O ponto onde quero chegar é que os seres humanos que tenderiam a passar seus genes adiante por terem sido os melhores adaptados no passado não realizam mais essa tarefa, eles permitem que toda a humanidade passe seus genes adiante de um modo mais efetivo ao descobrir tecnologias, meios de longevidade e qualidade de vida. A Ciência é o principal motor para que isso aconteça: a eletricidade, descoberta por Graham Bell, não fez com que ele passasse mais eficientemente seus genes adiante, mas sim os genes de toda a espécie humana! A penicilina, descoberta por Pasteur, fez com que as chances de cura por tuberculose, se tratada corretamente, passassem de zero a muito alta (60 milhões são infectados anualmente e cerca de 2,5 milhões morrem).

Confesso que me admira ainda hoje, século XXI, com toda a informação existente, toda a história humana, toda a tecnologia, ainda haver pessoas que negligenciam a educação, o meio ambiente, a qualidade de vida, e a importância de reconhecermos as pessoas como iguais independentemente de credo, sexo e cor.
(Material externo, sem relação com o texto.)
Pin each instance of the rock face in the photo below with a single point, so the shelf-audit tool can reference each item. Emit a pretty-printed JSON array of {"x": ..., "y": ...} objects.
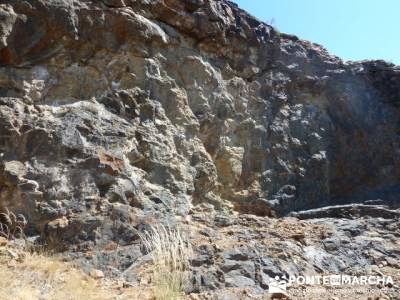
[{"x": 114, "y": 113}]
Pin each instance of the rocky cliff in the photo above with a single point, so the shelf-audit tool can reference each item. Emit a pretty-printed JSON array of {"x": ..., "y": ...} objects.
[{"x": 116, "y": 113}]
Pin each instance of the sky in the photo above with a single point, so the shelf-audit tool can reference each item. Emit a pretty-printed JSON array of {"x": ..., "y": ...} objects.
[{"x": 350, "y": 29}]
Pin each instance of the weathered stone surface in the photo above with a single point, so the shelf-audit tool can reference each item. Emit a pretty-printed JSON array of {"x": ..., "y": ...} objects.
[{"x": 117, "y": 114}]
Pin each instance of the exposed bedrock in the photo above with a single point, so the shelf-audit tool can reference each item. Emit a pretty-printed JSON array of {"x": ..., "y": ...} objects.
[{"x": 126, "y": 110}]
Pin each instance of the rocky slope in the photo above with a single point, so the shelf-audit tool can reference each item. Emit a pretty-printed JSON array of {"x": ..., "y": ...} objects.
[{"x": 116, "y": 114}]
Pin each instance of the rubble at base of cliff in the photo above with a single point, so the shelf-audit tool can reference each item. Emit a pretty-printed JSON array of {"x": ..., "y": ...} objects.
[{"x": 273, "y": 156}]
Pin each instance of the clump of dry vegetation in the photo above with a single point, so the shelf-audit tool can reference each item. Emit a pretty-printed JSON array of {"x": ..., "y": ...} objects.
[
  {"x": 28, "y": 272},
  {"x": 171, "y": 252}
]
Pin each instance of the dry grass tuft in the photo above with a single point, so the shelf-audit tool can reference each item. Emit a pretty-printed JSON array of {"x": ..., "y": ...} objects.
[
  {"x": 27, "y": 276},
  {"x": 171, "y": 252}
]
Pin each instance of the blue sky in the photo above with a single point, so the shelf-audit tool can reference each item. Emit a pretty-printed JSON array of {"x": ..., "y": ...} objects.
[{"x": 350, "y": 29}]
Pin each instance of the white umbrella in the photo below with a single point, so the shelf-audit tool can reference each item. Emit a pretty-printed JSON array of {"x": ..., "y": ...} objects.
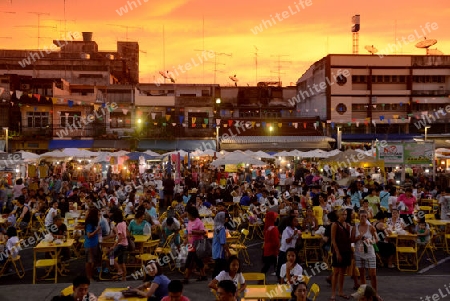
[
  {"x": 54, "y": 154},
  {"x": 237, "y": 158},
  {"x": 29, "y": 157},
  {"x": 262, "y": 155},
  {"x": 182, "y": 153},
  {"x": 282, "y": 154},
  {"x": 209, "y": 152},
  {"x": 102, "y": 157},
  {"x": 120, "y": 153},
  {"x": 79, "y": 153}
]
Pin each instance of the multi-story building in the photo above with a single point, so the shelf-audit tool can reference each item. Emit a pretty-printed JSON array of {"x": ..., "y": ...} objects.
[
  {"x": 175, "y": 116},
  {"x": 389, "y": 97},
  {"x": 46, "y": 94},
  {"x": 273, "y": 122}
]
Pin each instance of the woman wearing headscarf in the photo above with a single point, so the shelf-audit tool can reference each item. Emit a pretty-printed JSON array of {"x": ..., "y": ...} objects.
[
  {"x": 271, "y": 242},
  {"x": 219, "y": 245}
]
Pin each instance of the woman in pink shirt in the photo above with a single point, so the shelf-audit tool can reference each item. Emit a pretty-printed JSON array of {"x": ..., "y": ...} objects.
[
  {"x": 195, "y": 231},
  {"x": 407, "y": 213}
]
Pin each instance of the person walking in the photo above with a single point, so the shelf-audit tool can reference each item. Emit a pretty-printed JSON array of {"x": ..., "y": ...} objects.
[{"x": 342, "y": 253}]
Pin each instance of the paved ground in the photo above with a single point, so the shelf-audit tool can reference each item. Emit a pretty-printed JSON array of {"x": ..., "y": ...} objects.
[{"x": 393, "y": 285}]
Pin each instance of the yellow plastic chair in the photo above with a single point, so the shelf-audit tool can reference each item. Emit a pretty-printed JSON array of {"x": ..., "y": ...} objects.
[
  {"x": 105, "y": 245},
  {"x": 166, "y": 249},
  {"x": 255, "y": 277},
  {"x": 430, "y": 216},
  {"x": 429, "y": 248},
  {"x": 447, "y": 238},
  {"x": 45, "y": 263},
  {"x": 406, "y": 253},
  {"x": 148, "y": 251},
  {"x": 313, "y": 292},
  {"x": 426, "y": 209},
  {"x": 16, "y": 262},
  {"x": 240, "y": 247}
]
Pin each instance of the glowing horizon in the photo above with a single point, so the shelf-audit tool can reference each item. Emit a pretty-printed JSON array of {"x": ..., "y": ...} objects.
[{"x": 292, "y": 34}]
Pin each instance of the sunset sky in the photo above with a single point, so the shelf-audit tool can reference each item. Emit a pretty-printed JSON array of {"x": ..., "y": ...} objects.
[{"x": 306, "y": 33}]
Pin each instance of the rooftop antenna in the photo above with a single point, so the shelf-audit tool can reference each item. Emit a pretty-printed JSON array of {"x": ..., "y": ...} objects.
[
  {"x": 355, "y": 33},
  {"x": 39, "y": 25},
  {"x": 279, "y": 66},
  {"x": 234, "y": 79},
  {"x": 427, "y": 43},
  {"x": 65, "y": 23},
  {"x": 216, "y": 54},
  {"x": 203, "y": 49},
  {"x": 7, "y": 12},
  {"x": 372, "y": 50}
]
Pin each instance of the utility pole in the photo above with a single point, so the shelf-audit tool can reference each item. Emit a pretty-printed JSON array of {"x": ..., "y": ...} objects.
[
  {"x": 280, "y": 66},
  {"x": 7, "y": 12},
  {"x": 216, "y": 54}
]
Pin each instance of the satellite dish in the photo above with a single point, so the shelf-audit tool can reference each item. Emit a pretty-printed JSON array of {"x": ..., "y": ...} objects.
[
  {"x": 371, "y": 49},
  {"x": 426, "y": 43},
  {"x": 234, "y": 78},
  {"x": 434, "y": 52}
]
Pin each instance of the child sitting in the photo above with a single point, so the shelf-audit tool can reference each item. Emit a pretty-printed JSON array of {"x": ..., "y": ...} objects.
[
  {"x": 175, "y": 291},
  {"x": 423, "y": 232}
]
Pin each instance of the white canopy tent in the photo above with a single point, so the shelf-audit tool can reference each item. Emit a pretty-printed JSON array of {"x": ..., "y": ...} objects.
[
  {"x": 151, "y": 153},
  {"x": 79, "y": 153},
  {"x": 56, "y": 154},
  {"x": 29, "y": 157},
  {"x": 237, "y": 158}
]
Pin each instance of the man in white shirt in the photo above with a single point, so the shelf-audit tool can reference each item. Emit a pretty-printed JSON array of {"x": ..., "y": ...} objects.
[{"x": 51, "y": 214}]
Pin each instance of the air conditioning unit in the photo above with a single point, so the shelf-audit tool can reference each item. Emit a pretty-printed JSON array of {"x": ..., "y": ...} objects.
[{"x": 25, "y": 87}]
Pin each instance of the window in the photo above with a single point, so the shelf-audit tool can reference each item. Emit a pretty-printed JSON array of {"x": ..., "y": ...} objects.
[
  {"x": 70, "y": 119},
  {"x": 341, "y": 108},
  {"x": 359, "y": 107},
  {"x": 341, "y": 80},
  {"x": 37, "y": 119},
  {"x": 120, "y": 120},
  {"x": 197, "y": 119}
]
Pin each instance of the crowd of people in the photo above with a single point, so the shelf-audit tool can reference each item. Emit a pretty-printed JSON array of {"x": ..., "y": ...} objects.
[{"x": 258, "y": 195}]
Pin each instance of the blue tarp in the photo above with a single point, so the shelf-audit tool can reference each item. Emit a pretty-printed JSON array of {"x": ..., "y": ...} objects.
[{"x": 58, "y": 144}]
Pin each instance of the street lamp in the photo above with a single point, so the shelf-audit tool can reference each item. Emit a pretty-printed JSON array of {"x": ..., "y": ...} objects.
[
  {"x": 6, "y": 139},
  {"x": 339, "y": 137},
  {"x": 426, "y": 132},
  {"x": 217, "y": 134}
]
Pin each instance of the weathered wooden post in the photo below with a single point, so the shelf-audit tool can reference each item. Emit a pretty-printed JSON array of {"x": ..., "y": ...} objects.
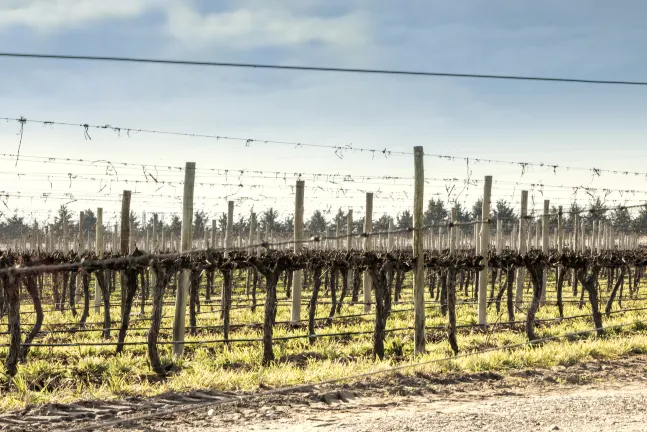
[
  {"x": 298, "y": 236},
  {"x": 523, "y": 242},
  {"x": 545, "y": 246},
  {"x": 229, "y": 244},
  {"x": 418, "y": 254},
  {"x": 483, "y": 250},
  {"x": 368, "y": 227},
  {"x": 100, "y": 249},
  {"x": 185, "y": 246}
]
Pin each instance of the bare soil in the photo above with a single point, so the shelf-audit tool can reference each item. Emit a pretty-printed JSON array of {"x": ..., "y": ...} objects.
[{"x": 593, "y": 396}]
As pessoas ainda se vêem surpresas ao ver um país ter como candidatos à presidência um negro e uma mulher quando deveriam achar normal que isso acontecesse. Talvez por isso eu seja meio pessimista em relação ao futuro da humanidade. A evolução do ser humano foi, dentre outras características, direcionada no sentido de um maior volume cerebral, conseqüentemente a um raciocínio mais apurado, e acho realmente um desperdício ver tantas pessoas relutantes na atividade de pensar. Não que pensar vá nos garantir mais descendentes, mas talvez assegure um planeta pra podermos viver no futuro.